Chapter 2 is the most important contribution to the current conversation on healthy elderships. Here, Harvey develops his thoughts on the idea of “First Among Equals.” He quickly demonstrates the Scriptural support for leadership that spans both the Old and New Testaments. His theological observations are concise and precise. He is careful to demonstrate the submission of the Son to the Father in the incarnation, thus separating himself from charges of holding to eternal functional subordination. He also recognizes that having leadership on an elder team is not synonymous with headship. Headship, Harvey rightly argues, is confined in Scripture to covenant roles.
After laying the theological groundwork, Harvey then shows his readers how churches can err by placing undue emphasis on the first or the equals part of first among equals. Emphasizing first can lead to domineering leadership. Emphasizing equals can lead to indecision, confusion, and lack of care. The point is, both realities can lead to a significant health crisis in the life of a plurality and the consequences can be devastating.
In the latter portion of his book, Harvey helps leaders develop healthy pluralities. He outlines four essentials for a healthy team culture: a context for care, defined accountability, regular time spent together, and humility. His case is strengthened by the many examples he brings to the discussion of healthy senior leaders caring well for their people and exercising a great deal of humility.
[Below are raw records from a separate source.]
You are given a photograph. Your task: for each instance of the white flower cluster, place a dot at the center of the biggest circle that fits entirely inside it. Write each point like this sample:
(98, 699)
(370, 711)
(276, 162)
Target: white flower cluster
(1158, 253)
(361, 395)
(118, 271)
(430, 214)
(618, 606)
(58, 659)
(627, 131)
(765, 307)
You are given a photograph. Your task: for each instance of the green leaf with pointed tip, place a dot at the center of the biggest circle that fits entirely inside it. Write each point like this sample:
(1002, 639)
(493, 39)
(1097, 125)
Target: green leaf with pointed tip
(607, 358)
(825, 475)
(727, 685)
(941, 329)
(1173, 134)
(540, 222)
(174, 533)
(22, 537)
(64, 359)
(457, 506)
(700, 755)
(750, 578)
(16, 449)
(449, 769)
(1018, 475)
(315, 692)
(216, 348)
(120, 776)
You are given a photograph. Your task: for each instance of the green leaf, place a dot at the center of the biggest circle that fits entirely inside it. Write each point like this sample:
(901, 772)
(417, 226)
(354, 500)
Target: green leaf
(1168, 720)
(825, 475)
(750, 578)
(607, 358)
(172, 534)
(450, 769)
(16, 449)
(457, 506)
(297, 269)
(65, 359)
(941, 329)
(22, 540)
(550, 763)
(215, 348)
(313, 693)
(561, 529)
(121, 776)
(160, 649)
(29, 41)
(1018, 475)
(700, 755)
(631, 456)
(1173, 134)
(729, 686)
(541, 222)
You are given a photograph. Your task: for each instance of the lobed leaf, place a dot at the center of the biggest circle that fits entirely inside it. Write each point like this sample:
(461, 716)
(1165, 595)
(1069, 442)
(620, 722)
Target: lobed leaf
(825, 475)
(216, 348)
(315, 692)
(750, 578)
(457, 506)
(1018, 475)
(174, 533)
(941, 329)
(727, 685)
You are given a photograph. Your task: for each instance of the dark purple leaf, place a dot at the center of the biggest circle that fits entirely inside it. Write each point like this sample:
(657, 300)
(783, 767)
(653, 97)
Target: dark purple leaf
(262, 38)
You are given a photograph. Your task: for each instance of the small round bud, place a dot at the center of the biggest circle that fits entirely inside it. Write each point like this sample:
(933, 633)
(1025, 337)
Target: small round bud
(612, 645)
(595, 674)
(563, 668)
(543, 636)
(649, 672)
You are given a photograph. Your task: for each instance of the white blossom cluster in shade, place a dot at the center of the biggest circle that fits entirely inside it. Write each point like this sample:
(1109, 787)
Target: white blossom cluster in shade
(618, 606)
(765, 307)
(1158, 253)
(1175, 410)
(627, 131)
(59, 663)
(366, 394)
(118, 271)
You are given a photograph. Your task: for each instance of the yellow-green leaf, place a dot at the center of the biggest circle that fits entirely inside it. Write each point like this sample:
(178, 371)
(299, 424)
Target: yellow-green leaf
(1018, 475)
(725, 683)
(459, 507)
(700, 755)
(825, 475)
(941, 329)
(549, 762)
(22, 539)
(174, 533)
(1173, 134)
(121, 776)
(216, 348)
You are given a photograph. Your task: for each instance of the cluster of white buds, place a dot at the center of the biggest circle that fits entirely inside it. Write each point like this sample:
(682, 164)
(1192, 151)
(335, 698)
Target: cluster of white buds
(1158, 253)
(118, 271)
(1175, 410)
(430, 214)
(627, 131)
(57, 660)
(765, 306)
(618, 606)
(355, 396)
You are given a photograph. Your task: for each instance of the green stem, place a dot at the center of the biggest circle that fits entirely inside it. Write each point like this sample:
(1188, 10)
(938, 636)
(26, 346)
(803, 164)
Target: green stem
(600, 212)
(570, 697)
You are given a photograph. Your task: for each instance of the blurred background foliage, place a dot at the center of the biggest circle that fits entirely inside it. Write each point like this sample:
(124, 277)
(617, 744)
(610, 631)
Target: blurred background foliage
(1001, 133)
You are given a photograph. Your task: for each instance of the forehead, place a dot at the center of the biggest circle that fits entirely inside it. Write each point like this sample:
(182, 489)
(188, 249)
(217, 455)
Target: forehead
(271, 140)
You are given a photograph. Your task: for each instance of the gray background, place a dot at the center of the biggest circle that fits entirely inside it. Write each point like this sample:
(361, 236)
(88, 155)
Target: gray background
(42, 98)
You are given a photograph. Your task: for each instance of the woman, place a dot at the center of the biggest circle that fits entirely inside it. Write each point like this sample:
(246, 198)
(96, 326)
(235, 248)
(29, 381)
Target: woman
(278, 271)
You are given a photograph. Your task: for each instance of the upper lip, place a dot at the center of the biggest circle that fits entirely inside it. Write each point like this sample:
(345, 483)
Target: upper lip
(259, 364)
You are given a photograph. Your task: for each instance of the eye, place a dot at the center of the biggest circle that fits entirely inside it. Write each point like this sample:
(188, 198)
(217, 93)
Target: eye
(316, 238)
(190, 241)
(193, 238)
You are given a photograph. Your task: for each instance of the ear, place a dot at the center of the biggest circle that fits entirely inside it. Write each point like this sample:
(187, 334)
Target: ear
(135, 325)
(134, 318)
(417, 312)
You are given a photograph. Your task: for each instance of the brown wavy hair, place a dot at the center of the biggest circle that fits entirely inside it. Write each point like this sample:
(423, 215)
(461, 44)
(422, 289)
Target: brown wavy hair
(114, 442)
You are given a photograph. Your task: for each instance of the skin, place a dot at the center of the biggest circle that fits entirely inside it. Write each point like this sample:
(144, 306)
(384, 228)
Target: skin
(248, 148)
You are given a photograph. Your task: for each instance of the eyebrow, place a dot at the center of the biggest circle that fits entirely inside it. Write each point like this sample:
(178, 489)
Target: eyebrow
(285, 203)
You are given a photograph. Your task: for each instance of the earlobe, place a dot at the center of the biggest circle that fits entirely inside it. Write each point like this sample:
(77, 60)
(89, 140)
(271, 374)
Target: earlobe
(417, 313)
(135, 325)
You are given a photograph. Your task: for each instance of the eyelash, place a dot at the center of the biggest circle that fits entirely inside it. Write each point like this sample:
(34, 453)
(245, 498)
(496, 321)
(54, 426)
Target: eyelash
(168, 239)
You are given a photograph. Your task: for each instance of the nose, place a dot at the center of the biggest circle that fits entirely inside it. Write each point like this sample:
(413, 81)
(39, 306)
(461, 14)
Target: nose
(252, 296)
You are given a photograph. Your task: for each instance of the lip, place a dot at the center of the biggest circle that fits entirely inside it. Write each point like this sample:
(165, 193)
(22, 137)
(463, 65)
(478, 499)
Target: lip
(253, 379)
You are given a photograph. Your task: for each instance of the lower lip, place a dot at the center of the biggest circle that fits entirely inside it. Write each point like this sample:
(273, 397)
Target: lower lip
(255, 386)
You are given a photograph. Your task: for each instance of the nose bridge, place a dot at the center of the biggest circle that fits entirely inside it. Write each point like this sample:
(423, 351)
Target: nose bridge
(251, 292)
Harvey concludes by saying, “And so we take the risk and live devoted to this biblical vision of plurality, not because we have perfect communion—we’re still flawed and fallen—but because we know deep in the recesses of our souls that the only leadership story worth living is a life where we lead together.” If you want to be a healthy church, if you want to experience deep joy in ministry, then you must tend to the health of your plurality. As the elders go, so goes the church.
Overall, Harvey accomplishes his goal of sharing with church leaders how to build and operate a healthy plurality. His consistent call to humility and care is pastoral. His experience is evident and his willingness to communicate his own shortcomings in many of his exhortations is instructive. As I read The Plurality Principle, I experienced numerous “aha” moments as Harvey was putting to words some of my own experiences. I also had many moments of conviction as I saw my own pride and failings where I have sought to engage in an elder plurality.
If this book is going to serve church leaders well, then the whole elder team must work through it together. It is not enough for the senior leader to read it alone and try to convey the message to their team. While you could spend your time as an elder team focusing on all kinds of good work, I am confident that taking the time to invest in the health of your plurality will be the greatest gift you can offer one another and your church.